Leur travail témoigne d’une implication sincère et permet désormais aux visiteurs du musée de se promener parmi la collection de stèles d’une manière nouvelle. Il ne s’agit plus seulement de lire des inscriptions gravées dans la pierre, mais bien d’entendre les voix qu’elles portent encore, celles de femmes, d’hommes et d’enfants dont les destins ont été réinventés avec sensibilité. Grâce au regard des jeunes, ces monuments funéraires deviennent des fenêtres ouvertes sur l’intime, sur les émotions et les liens humains qui traversent les siècles. Une belle manière de prouver que l’histoire, loin d’être figée dans la pierre, peut encore inspirer et faire vibrer ceux qui la découvrent.
L’équipe du musée félicite sincèrement les jeunes de l’E2C de Nîmes, sans qui ce projet n’aurait jamais pu voir le jour : Bilal, Justeen, Daniela, Chaïma, Iboun-Koussoy, Chloé, Romain, Andjibou, et Loane. Nous remercions aussi l’ensemble de l’équipe de l’E2C de Nîmes pour avoir accepté de participer à ce projet en partenariat avec le musée, et en particulier Yoan et Marc, formateurs, pour leur aide et leur implication auprès des jeunes dans cette grande aventure.

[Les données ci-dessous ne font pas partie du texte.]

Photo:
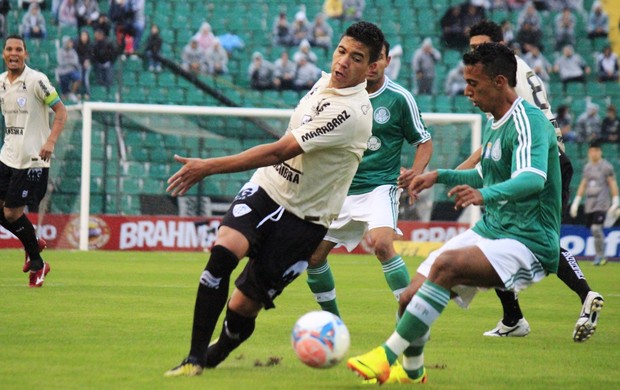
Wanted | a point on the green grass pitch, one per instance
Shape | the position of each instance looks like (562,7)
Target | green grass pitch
(118,320)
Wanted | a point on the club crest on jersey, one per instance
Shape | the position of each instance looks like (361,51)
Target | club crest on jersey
(496,151)
(373,143)
(241,209)
(382,115)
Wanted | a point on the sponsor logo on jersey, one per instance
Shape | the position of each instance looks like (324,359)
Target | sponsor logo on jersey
(329,126)
(287,172)
(382,115)
(374,143)
(240,210)
(496,151)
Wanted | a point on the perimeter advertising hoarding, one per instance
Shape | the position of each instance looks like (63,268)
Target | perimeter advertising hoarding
(197,234)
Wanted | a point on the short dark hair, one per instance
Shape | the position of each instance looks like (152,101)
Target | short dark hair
(368,34)
(497,60)
(15,36)
(488,28)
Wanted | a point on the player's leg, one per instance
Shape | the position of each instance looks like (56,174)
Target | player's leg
(321,279)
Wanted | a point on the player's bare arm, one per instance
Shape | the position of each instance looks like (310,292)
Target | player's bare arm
(196,169)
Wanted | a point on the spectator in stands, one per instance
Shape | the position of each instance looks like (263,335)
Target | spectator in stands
(33,23)
(588,125)
(204,37)
(231,42)
(284,72)
(216,59)
(103,23)
(529,35)
(353,9)
(67,14)
(453,34)
(152,49)
(260,72)
(598,22)
(5,7)
(300,30)
(571,67)
(305,50)
(307,74)
(88,12)
(393,68)
(607,62)
(610,127)
(529,14)
(68,70)
(455,83)
(539,64)
(423,63)
(509,35)
(281,33)
(321,33)
(334,9)
(564,24)
(193,58)
(105,53)
(565,123)
(84,49)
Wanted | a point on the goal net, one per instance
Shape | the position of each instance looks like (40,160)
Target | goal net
(114,159)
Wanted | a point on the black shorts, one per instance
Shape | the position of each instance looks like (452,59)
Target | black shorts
(280,243)
(595,218)
(566,169)
(21,187)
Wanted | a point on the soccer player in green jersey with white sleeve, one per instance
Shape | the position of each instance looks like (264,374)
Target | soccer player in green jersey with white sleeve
(515,244)
(371,206)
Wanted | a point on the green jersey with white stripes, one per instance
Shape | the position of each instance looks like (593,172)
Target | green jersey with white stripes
(523,140)
(396,118)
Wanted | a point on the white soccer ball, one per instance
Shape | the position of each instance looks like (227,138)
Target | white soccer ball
(320,339)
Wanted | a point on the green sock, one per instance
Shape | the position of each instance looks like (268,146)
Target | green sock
(396,275)
(424,308)
(321,283)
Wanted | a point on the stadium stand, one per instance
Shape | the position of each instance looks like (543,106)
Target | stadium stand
(132,154)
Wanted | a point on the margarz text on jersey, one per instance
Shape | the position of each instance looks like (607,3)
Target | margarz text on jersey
(331,125)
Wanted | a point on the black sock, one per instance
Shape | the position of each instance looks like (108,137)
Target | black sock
(510,305)
(570,273)
(235,330)
(23,229)
(211,298)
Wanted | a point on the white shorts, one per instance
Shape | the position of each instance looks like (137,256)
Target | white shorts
(515,264)
(360,213)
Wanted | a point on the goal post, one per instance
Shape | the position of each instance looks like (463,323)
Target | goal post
(89,109)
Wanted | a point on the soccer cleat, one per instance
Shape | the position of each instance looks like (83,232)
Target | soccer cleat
(521,329)
(38,277)
(188,367)
(42,245)
(600,261)
(371,365)
(398,375)
(588,318)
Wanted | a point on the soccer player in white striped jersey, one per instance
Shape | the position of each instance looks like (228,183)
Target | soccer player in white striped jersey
(371,206)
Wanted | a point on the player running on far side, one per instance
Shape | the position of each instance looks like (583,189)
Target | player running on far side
(280,217)
(515,244)
(371,205)
(26,96)
(513,323)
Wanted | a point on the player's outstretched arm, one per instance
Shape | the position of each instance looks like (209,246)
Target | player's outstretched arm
(196,169)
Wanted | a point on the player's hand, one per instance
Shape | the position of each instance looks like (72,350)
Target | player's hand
(46,151)
(464,196)
(421,182)
(192,171)
(574,207)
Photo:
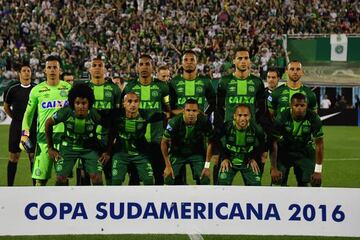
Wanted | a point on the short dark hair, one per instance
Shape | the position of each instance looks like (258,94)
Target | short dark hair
(242,105)
(190,52)
(53,58)
(163,67)
(25,64)
(191,101)
(145,56)
(241,49)
(293,61)
(81,90)
(273,70)
(298,96)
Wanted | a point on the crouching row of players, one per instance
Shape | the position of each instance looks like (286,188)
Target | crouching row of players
(241,143)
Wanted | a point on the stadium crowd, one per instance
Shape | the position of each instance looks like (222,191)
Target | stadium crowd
(122,30)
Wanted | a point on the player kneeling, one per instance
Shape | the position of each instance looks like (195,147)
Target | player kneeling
(241,141)
(79,140)
(296,130)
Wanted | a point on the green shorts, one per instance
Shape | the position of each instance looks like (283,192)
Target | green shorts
(196,163)
(120,163)
(250,178)
(69,156)
(302,162)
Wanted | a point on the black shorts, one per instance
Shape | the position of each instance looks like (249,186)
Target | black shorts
(15,135)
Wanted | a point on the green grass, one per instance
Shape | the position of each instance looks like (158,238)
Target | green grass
(341,169)
(341,164)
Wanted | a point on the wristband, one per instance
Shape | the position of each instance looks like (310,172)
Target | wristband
(318,168)
(207,165)
(25,133)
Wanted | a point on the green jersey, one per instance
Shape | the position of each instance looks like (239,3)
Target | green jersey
(154,97)
(80,133)
(294,136)
(280,98)
(130,133)
(240,146)
(199,89)
(46,100)
(232,91)
(187,140)
(107,98)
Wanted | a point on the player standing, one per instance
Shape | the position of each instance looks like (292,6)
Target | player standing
(16,97)
(46,97)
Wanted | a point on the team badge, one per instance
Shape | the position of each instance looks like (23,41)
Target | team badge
(37,172)
(154,93)
(63,93)
(108,94)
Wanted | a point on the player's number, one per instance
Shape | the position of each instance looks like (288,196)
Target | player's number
(308,213)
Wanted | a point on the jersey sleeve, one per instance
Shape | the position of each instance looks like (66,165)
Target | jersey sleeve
(30,110)
(8,97)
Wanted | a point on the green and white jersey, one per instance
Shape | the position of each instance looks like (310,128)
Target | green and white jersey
(240,146)
(187,140)
(130,133)
(46,100)
(199,89)
(233,91)
(295,135)
(107,98)
(154,98)
(280,98)
(80,133)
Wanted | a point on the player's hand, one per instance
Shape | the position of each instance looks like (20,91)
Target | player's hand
(316,179)
(276,175)
(225,165)
(264,157)
(23,138)
(205,173)
(54,154)
(104,158)
(254,167)
(168,171)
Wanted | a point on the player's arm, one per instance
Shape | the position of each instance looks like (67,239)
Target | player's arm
(276,175)
(8,110)
(319,151)
(53,153)
(220,107)
(210,96)
(168,171)
(28,116)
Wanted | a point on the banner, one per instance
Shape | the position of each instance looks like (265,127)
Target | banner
(339,43)
(180,210)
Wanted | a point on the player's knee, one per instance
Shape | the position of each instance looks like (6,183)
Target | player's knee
(169,180)
(14,157)
(223,179)
(96,179)
(61,181)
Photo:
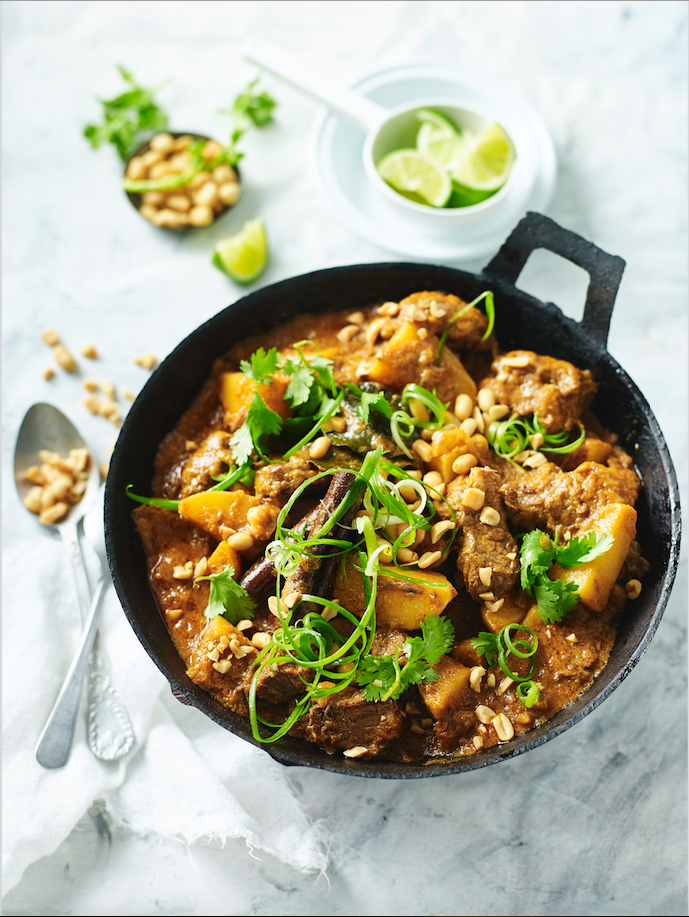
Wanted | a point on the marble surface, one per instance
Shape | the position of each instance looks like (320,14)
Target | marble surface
(591,823)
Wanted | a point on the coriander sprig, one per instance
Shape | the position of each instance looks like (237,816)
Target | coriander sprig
(507,438)
(538,552)
(227,597)
(490,315)
(387,677)
(127,116)
(503,644)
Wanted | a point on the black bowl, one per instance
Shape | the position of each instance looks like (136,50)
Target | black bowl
(522,322)
(136,199)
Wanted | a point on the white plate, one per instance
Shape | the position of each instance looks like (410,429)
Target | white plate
(336,161)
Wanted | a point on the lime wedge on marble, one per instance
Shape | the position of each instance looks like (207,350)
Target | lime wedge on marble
(244,257)
(411,173)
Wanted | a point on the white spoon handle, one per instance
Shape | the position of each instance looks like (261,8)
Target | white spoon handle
(350,105)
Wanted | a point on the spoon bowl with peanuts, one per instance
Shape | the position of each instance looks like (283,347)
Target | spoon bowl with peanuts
(196,203)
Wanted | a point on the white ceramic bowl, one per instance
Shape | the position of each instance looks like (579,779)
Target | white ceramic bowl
(399,131)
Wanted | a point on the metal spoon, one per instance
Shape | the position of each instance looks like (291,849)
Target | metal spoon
(110,731)
(45,427)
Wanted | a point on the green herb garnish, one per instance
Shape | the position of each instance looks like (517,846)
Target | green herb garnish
(507,438)
(385,678)
(403,425)
(243,474)
(538,552)
(127,116)
(227,597)
(499,647)
(490,315)
(248,109)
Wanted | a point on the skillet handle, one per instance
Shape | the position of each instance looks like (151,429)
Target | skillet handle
(604,270)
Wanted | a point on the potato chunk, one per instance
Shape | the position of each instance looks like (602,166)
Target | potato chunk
(400,603)
(409,357)
(450,691)
(596,578)
(212,509)
(237,392)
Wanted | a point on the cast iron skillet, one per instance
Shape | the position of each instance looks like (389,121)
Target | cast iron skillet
(522,322)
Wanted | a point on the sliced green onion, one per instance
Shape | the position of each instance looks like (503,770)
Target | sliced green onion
(312,432)
(490,315)
(528,692)
(153,501)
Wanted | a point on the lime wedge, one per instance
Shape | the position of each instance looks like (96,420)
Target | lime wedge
(409,172)
(243,257)
(443,145)
(486,160)
(466,197)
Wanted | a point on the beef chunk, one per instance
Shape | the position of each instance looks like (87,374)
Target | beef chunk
(451,701)
(279,683)
(556,391)
(560,501)
(484,545)
(436,310)
(277,483)
(212,458)
(345,720)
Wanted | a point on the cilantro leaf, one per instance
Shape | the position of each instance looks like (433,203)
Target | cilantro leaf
(417,671)
(126,117)
(374,401)
(242,444)
(486,644)
(582,549)
(538,552)
(555,598)
(260,420)
(384,678)
(227,597)
(262,366)
(436,640)
(323,368)
(378,675)
(256,107)
(299,386)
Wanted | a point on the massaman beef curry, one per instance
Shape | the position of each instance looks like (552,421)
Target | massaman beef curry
(378,533)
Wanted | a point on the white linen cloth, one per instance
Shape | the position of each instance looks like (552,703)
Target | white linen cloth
(609,80)
(185,779)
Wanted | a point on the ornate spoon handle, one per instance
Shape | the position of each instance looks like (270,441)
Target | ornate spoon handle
(110,732)
(55,742)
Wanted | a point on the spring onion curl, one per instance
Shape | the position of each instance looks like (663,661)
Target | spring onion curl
(521,648)
(490,315)
(231,477)
(528,692)
(502,644)
(403,425)
(333,408)
(507,438)
(309,640)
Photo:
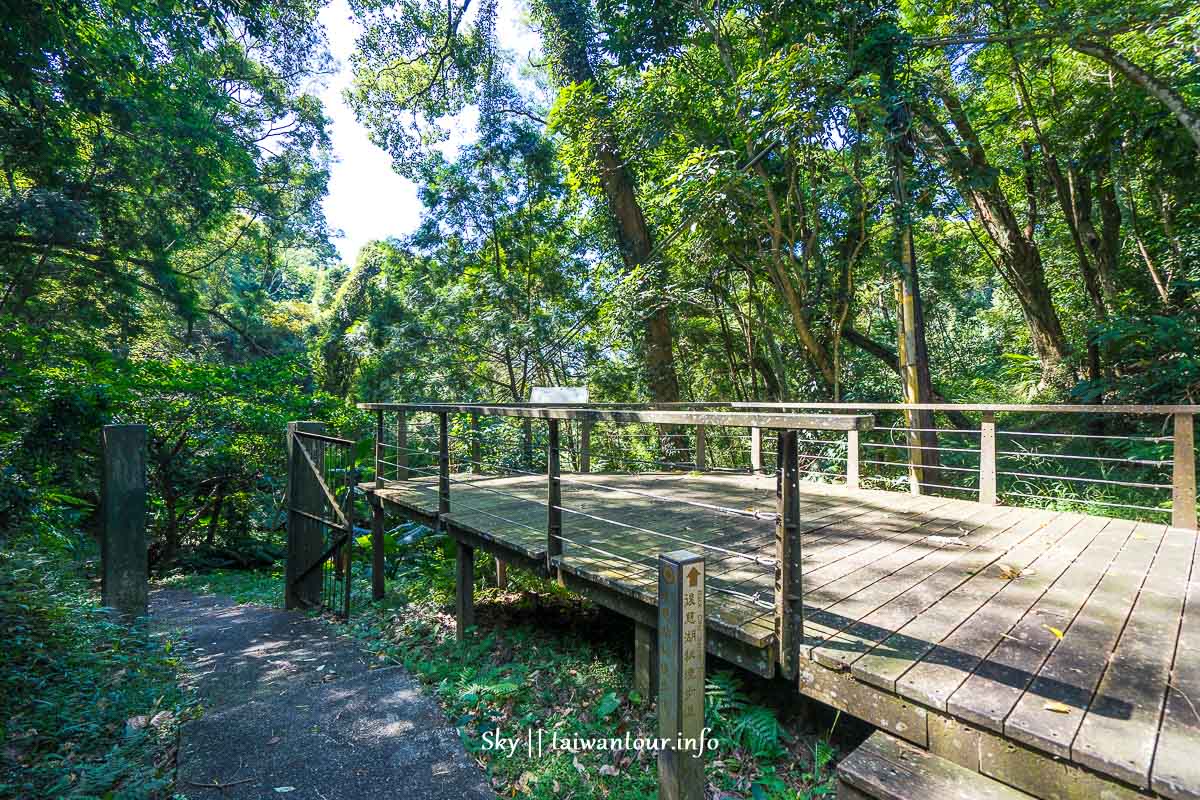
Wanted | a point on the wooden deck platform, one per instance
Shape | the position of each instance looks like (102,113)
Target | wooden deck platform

Comment se servir de ce livret ?
Chaque visiteur peut trouver le livret issu de ce projet à télécharger à la suite de cet article. Celui-ci peut-être parcouru de deux manières différentes :
- En dehors du musée, en associant les récits, dessins et audios aux différentes stèles se trouvant en photo sur le livret. Plusieurs QR code sur le livret permettent d’accéder aux audios enregistrés.
- Au sein même du Musée de la Romanité, en se rendant devant chacune des stèles correspondantes. Le livret peut être imprimé avant de venir au musée, et les audios restent accessibles grâce à plusieurs QR code ajoutés dans le livret.